Creative Choice

That Familiar Burning Smell

          Agnes had never seen the city as a child. The countryside was nothing like it, there’d never been this many people within her eyesight at once, and what sort of people near her. Teeming, sick and few who might as well be dead, she’d started to feel much less bad about the hunger she and her father usually felt. Her father, John, held her close as they dodged the vagabonds filling up the alleys of London. “Your mother wouldn’t have liked this,” he muttered as they reached the mills. Her mother. Just him saying the word shot her back to the day. She choked up as he led her into a soot covered building, the scent of flaming charcoal barraging her memory further. That familiar burning smell, she could almost see the pyre in the middle of the room when John shook her.

“Agnes”

“Wha-”

“Listen to me, sweetie. They’ve got boilers back there, and the spaces where the waste fills are too small to be reached by a grown-up. You can scoop it out, and with my work at the docks, we can afford a little bread, maybe even a flat. Can you do that for me?”

 

She nodded instinctively, interpreting it more as an order than an ask. He kissed her on the cheek, himself glassy eyed at the thought of having to leave his little girl in this dungeon. She was led down the corridors by a supervisor, each turn producing smaller walls, hotter temperatures and a growing sense of claustrophobia. Finally, she reached a room, barely the size of two outhouses, filled with more kids, each digging out what looked like black rock and ashes. The ashes. The whole scene brought her to her knees. One kid, between scraping the slag out from underneath his fingernails, tried to help her up.

“You don’t want to be seen laying around when the foreman comes. Get up, you get used to the heat.”

But it wasn’t the heat that left Agnes paralyzed.

It was the smell.

Her mother’s name was Anna. She had been an Anabaptist, along with her father. Life was different back then, better. The village, numbering no more than four hundred souls, were all family.
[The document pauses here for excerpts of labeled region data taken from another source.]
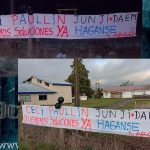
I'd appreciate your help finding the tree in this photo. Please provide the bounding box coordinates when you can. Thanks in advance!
[0,57,18,75]
[66,59,93,97]
[120,81,134,86]
[95,88,103,98]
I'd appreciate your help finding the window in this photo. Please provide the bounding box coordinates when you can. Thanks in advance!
[37,79,42,83]
[39,95,47,101]
[105,93,108,96]
[45,82,49,86]
[20,95,31,102]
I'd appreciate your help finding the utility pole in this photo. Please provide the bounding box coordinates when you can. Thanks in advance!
[74,58,80,107]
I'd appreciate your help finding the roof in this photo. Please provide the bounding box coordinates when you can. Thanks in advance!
[23,75,72,86]
[18,83,57,94]
[103,85,150,92]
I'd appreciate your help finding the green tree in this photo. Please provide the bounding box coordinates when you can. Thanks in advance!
[0,57,18,75]
[95,88,103,98]
[66,59,93,97]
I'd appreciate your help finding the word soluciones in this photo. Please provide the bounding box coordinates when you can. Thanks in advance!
[22,105,150,137]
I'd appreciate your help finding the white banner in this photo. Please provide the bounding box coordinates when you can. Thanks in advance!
[0,12,138,39]
[22,105,150,137]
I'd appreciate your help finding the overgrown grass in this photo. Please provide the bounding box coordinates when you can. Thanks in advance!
[36,143,55,150]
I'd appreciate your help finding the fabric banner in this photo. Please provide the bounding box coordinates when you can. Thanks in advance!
[0,12,138,39]
[22,105,150,137]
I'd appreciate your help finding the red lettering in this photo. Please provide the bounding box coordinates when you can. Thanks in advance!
[44,16,50,24]
[57,25,68,37]
[82,108,88,117]
[82,118,91,129]
[58,15,66,24]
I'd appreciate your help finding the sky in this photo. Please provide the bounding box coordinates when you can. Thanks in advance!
[18,59,150,88]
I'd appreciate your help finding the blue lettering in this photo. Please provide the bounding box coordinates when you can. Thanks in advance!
[54,109,58,116]
[75,25,117,36]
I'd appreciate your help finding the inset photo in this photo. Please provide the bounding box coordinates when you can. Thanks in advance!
[0,0,142,58]
[142,0,150,58]
[18,58,150,150]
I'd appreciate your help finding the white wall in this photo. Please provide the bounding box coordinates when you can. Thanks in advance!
[103,90,150,98]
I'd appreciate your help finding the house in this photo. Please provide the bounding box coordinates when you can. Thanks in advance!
[103,85,150,98]
[18,76,72,105]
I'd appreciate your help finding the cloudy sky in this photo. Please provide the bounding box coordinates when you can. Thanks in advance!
[18,59,150,87]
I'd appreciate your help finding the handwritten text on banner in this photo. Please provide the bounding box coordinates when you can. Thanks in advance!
[0,12,138,39]
[22,105,150,137]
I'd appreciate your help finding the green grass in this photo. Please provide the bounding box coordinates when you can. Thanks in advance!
[65,98,122,108]
[136,100,150,105]
[36,143,55,150]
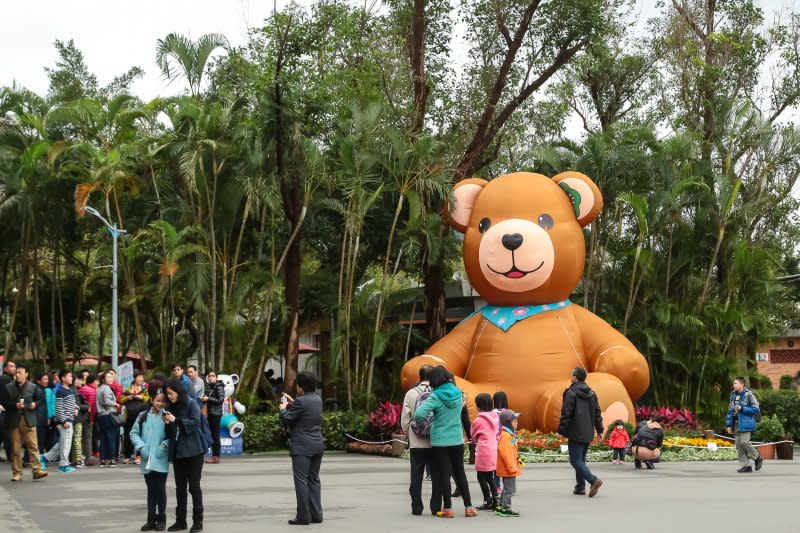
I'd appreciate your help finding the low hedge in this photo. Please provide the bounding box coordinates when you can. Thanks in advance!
[242,411,369,452]
[756,390,800,438]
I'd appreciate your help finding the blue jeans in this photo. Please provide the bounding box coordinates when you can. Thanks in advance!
[567,441,597,492]
[97,415,119,461]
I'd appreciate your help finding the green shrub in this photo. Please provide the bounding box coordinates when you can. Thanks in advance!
[242,411,368,452]
[753,415,786,442]
[756,390,800,437]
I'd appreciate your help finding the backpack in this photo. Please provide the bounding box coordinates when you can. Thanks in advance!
[411,390,433,438]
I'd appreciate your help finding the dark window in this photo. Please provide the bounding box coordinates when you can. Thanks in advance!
[769,350,800,364]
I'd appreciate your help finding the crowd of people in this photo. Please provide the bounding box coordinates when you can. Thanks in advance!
[0,361,231,532]
[0,354,762,532]
[401,365,762,518]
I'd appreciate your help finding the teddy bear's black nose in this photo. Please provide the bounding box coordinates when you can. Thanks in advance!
[503,233,522,252]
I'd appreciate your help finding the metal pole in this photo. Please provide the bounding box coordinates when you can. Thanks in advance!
[108,226,119,372]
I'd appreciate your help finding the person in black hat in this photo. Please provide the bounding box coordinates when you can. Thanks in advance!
[558,367,603,498]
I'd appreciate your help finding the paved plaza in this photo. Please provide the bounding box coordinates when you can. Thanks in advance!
[0,454,800,533]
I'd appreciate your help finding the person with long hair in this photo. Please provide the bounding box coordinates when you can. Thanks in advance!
[130,381,169,531]
[164,378,208,533]
[97,372,119,468]
[414,365,478,518]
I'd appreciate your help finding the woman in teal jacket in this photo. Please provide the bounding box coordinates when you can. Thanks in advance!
[130,380,169,531]
[414,365,477,518]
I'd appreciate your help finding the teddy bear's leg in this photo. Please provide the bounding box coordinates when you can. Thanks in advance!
[533,372,636,433]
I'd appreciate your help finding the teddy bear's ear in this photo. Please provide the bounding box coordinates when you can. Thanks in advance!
[553,170,603,226]
[444,178,489,233]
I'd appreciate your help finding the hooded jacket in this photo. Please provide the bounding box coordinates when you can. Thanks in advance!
[558,381,603,443]
[497,427,520,477]
[470,411,500,472]
[414,383,464,447]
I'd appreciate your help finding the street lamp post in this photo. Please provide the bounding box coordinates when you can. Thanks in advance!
[86,206,126,371]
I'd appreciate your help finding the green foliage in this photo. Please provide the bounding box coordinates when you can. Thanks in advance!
[242,411,370,452]
[756,390,800,437]
[753,415,786,442]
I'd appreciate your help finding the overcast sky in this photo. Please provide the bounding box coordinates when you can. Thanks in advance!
[0,0,800,100]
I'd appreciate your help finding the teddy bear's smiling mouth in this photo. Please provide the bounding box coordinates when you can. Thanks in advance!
[486,261,544,279]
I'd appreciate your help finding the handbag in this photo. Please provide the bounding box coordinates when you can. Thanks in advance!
[109,411,125,427]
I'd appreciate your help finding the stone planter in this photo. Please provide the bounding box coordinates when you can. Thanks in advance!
[756,443,775,459]
[775,435,794,461]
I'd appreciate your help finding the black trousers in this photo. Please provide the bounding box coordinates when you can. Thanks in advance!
[478,471,497,503]
[172,454,203,524]
[292,453,322,522]
[208,414,222,457]
[431,444,472,509]
[144,472,167,523]
[408,448,434,514]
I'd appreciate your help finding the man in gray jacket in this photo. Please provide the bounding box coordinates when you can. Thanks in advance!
[280,372,325,526]
[3,365,47,481]
[400,365,432,515]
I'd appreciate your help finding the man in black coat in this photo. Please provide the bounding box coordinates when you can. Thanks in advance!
[3,365,47,481]
[280,372,325,526]
[558,367,603,498]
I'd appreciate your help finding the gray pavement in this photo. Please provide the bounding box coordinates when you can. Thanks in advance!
[0,454,800,533]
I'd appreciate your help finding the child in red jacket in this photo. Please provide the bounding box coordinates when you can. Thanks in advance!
[608,420,631,465]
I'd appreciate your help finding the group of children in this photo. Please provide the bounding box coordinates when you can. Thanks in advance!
[470,392,663,517]
[470,392,522,517]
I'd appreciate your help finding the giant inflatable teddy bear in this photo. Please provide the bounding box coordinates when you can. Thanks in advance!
[402,172,650,432]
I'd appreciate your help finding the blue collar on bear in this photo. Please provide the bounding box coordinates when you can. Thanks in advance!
[465,300,572,331]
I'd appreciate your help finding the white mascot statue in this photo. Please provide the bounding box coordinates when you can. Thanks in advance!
[217,374,247,439]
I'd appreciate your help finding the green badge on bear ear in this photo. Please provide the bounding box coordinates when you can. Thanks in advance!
[558,181,581,218]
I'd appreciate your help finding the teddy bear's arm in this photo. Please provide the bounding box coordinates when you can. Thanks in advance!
[571,304,650,400]
[401,313,482,390]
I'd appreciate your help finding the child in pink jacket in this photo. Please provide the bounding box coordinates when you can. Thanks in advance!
[470,393,500,511]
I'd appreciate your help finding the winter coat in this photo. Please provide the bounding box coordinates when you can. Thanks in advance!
[631,421,664,450]
[166,398,208,461]
[78,385,97,424]
[497,427,522,477]
[96,384,117,416]
[608,428,631,448]
[131,409,169,474]
[400,381,431,448]
[205,380,225,416]
[471,411,500,472]
[73,389,90,424]
[279,392,325,456]
[414,383,464,447]
[558,381,603,443]
[119,383,150,418]
[725,389,761,433]
[44,387,56,425]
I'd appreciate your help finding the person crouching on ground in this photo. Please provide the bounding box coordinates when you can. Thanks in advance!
[608,420,631,465]
[725,376,764,474]
[494,409,522,517]
[130,381,169,531]
[631,413,664,470]
[164,378,208,533]
[471,393,500,511]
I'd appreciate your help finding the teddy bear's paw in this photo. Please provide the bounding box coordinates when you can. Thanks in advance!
[603,402,631,428]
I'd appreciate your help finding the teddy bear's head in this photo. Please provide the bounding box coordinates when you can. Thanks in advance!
[445,172,603,305]
[217,374,239,398]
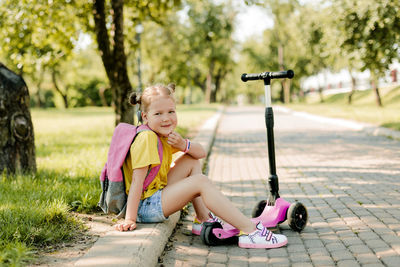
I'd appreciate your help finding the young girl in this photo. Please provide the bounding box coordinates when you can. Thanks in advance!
[116,84,287,248]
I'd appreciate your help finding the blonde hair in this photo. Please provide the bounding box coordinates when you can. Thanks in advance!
[129,83,175,112]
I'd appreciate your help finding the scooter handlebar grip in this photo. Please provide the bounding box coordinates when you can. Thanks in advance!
[241,70,294,82]
[241,73,262,82]
[269,70,294,79]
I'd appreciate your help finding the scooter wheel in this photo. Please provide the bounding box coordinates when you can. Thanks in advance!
[287,202,308,232]
[200,222,222,246]
[251,200,267,218]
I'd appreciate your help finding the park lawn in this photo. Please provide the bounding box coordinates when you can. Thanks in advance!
[287,86,400,131]
[0,105,218,266]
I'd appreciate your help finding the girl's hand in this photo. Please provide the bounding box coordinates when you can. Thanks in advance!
[167,132,186,151]
[115,220,136,232]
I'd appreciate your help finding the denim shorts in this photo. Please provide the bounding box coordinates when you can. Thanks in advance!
[136,190,167,223]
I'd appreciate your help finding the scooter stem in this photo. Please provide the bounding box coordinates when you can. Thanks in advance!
[264,77,279,204]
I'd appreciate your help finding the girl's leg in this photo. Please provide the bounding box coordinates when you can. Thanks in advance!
[161,174,256,233]
[168,154,210,221]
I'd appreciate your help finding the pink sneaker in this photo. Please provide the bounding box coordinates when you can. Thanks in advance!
[192,211,222,235]
[239,222,287,248]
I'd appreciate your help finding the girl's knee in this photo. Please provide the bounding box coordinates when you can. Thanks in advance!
[192,174,211,185]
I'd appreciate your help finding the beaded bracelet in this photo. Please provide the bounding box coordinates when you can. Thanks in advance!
[183,139,190,153]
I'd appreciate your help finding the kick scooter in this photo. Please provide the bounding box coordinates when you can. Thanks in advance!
[200,70,308,246]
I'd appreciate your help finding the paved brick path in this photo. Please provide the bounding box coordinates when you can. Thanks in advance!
[160,107,400,267]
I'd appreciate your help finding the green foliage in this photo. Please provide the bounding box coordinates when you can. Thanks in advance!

She grew up with them, lived with them and oftentimes saw them as nothing less than her own blood. Things started to change when the nearby lord bought out the entire town. She can only vaguely recall his reasoning, something to do with the efficiency of the town going to waste, the acres could feed thousands more if their homes were optimized for production. Whatever that meant, her kin sure as hell did not agree with that assessment, and acted accordingly. Her mother, strong as she always was, resisted most of all. Gathering the community, she drew a crowd to approach the buyer, and wouldn’t you know it the lord had a change of heart, or at least didn’t want the peasants to test their pitchforks on human flesh, and gave back the land. These were the good days. Even with the riots, there was a new spirit in the air, and Agnes watched in awe as Anna instructed the people on their abilities to resist the burgeoning English state. Anna, of course, was the logical leader of such a place, having delivered all of the children in the township.

These times, however, didn’t last long. Another lord, fresh off buying out the earlier one, decided to try again at Agnes’ village. This time, however, things were different. Troops were sent in, relentless in their agenda, not just that townspeople had no right to live on the Lordship’s newly minted private property without paying a rent, but that there was heresy among them. Her mother, a midwife, would normally have whipped up new protests, but the troops anticipated her types. Hammered on every hut in the village, their propaganda struck fear and anger into everyone’s hearts, infantry and villagers alike.

THE DEVIL RESTS HERE AND CASTS HER CURSES

IF SHE SPEAKS WITHOUT HUSBAND SHE MAY BE POSSESSED

SHE WILL CORRUPT THE YOUTH UPON THEIR BIRTH

Community members, once willing to risk their lives for one another, were suspicious now of her organizing. Why was she out at night knocking on doors? Where was John when she walked into town? What if she’d already damned their children as a midwife? The fear grew slowly, of her sorcery, her powers and abilities to manipulate others. It was alleged even that John was controlled, though maybe he was just one of the few men left willing to support his wife. Once the state got wind of these rumors, it was only a matter of time. Agnes watched as her friends, neighbors and loved ones, all already hungry from the loss of their collective farms, backed the charges of witchcraft from the soldiers and carry their pitchforks and torches to her own mother, their former comrade.

There she was. Tied to the cut branches and logs of the rapidly deforesting woods Agnes had known her whole life, was her own mother. To “exorcise” her, the villagers forced her to standby as the flames grew and curled around the wood, eventually making their way at last to Anna’s legs and torso. It wasn’t long after that Agnes and John left the town, not that there was much left besides a few pauperized farmers, and went looking for work and shelter in the city. She didn’t know it, but Agnes had learned something from the witch trial. She’d learned to not speak up. Don’t make a fuss, don’t comment on something best left to the men, don’t be anything but subservient. Even when faced with an industrial death trap like the one she was laying in now, the best protest she could mutter was to shut up. Why? Well, as she’d seen, that was her job now, and failing to do so would only wind her up on the pyre, her nose full of that familiar burning smell.